Ingram Marshall - September Canons
De drame et d'éther
   Introduction majestueuse, brumeuse : les violons frémissent sur place tandis que le violon soliste chante éperdu sur les eaux primordiales. Pas de doute, on est bien sur la galaxie Ingram Marshall, compositeur américain passionnant né en 1942. Pionnier de la musique électronique la plus radicale, assistant de Morton Subotnick au California Institute of Arts, connaisseur de la musique de Java et Bali qu'il a étudiée lors d'un voyage effectué en compagnie de Charlemagne Palestine, il refuse de se laisser enfermer dans un style, une tendance. Dans les marges du minimalisme, il écrit une oeuvre post-romantique hantée par Sibelius, Bach et Charles Ives, ou encore les hymnes de son pays. Aucun dogme, une recherche constante du beau : « Le mot "beau" est difficile à définir, mais d'une certaine manière, il est toujours à l'arrière-plan de ma pensée lorque je compose. Je cherche toujours une expression du magnifique, du beau, du splendide, du sensuel, quelque chose qui saisit, qui est palpable et qui n'est pas désagréable en surface. Je pense vraiment qu'une expérience musicale devrait être enveloppante, et que la réussite d'une pièce est liée à l'implication totale de l'auditeur, presque d'une manière narcotique - pas pour s'enfermer dans une transe, mais pour être vraiment en elle. » Ces propos d'Ingram sur le livret d'accompagnement de September Canons sont la base de son art de la composition en tant qu'art poétique en effet. On peut y ajouter cette remarque, qui relativise l'importance de la structure : « La structure est très importante, mais j'en suis venu à faire confiance à mon attirance intuitive pour le sombre et le beau et l'inépuisable. » Les quatre titres de cet album en sont une éblouissante illustration, en même temps qu'ils offrent une traversée à rebours de trente années de composition.

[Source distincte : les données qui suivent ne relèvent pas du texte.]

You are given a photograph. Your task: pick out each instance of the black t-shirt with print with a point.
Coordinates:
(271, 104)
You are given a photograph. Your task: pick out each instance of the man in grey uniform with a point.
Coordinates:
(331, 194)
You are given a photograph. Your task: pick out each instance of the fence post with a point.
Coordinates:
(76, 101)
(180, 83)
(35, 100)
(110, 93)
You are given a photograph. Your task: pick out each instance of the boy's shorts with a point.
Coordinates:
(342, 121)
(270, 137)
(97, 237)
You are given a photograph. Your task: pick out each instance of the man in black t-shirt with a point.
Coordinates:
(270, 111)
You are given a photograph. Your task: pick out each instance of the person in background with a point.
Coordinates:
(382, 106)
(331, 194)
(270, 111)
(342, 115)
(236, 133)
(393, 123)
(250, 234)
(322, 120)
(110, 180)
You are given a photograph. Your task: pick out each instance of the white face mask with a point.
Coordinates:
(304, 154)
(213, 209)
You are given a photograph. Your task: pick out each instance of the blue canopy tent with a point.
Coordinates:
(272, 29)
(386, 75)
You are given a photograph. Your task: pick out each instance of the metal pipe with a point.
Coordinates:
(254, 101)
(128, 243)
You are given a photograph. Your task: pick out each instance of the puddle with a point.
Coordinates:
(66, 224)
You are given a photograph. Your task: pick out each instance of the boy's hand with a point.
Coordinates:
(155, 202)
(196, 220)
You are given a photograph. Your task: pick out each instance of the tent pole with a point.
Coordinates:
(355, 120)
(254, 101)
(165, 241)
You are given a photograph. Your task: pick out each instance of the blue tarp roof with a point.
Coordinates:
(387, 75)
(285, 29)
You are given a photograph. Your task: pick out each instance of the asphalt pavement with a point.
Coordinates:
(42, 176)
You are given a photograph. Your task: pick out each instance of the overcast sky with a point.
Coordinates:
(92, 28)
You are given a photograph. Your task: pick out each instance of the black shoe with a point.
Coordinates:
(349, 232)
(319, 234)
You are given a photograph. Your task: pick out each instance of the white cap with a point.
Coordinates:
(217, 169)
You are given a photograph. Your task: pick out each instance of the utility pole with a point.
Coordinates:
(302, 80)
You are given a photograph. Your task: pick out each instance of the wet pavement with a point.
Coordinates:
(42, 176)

     "September Canons" (2002) ouvre l'album de manière somptueuse, bel exemple de la manière dont Ingram Marshall transcende l'électronique. Pièce pour violon avec processus électroniques, notammment d'amplification et de retardement, c'est un lamento sur les événements du 11 septembre 2001, d'où son titre. Rien de funèbre pourtant, un lyrisme voluptueux qui transporte très loin, avec cette faculté  impressionnante de donner à entendre les esprits, une musique spirite en un sens, envahie par des nuées virevoltantes, des balbutiements de pizzicati.
  "Peacable Kingdom" combine des sons enregistrés lors d'une procession funéraire sur l'île dalmate de Korcula, des sons de cloche d'église à Belago en Italie, et un ensemble de chambre. C'est au départ une commande d'un cousin de sa femme, fatigué d'entendre  toujours les mêmes marches funèbres  dans cette île où un enterrement est une affaire collective. L'atmosphère est sombre, sans doute influencée par l'histoire pleine de violence et de guerre de la Yougoslavie, mais Ingram précise qu'il pensait beaucoup à une vieille ferme du Vermont baptisée "The Peacable Kingdom" par ses habitants.  La guerre est effacée par un lieu référent à une imagerie pacifique. Là encore, un pas de côté vers l'ailleurs, les circonstances dépaysées pour que surgisse la beauté , pour que s'engouffre le sublime.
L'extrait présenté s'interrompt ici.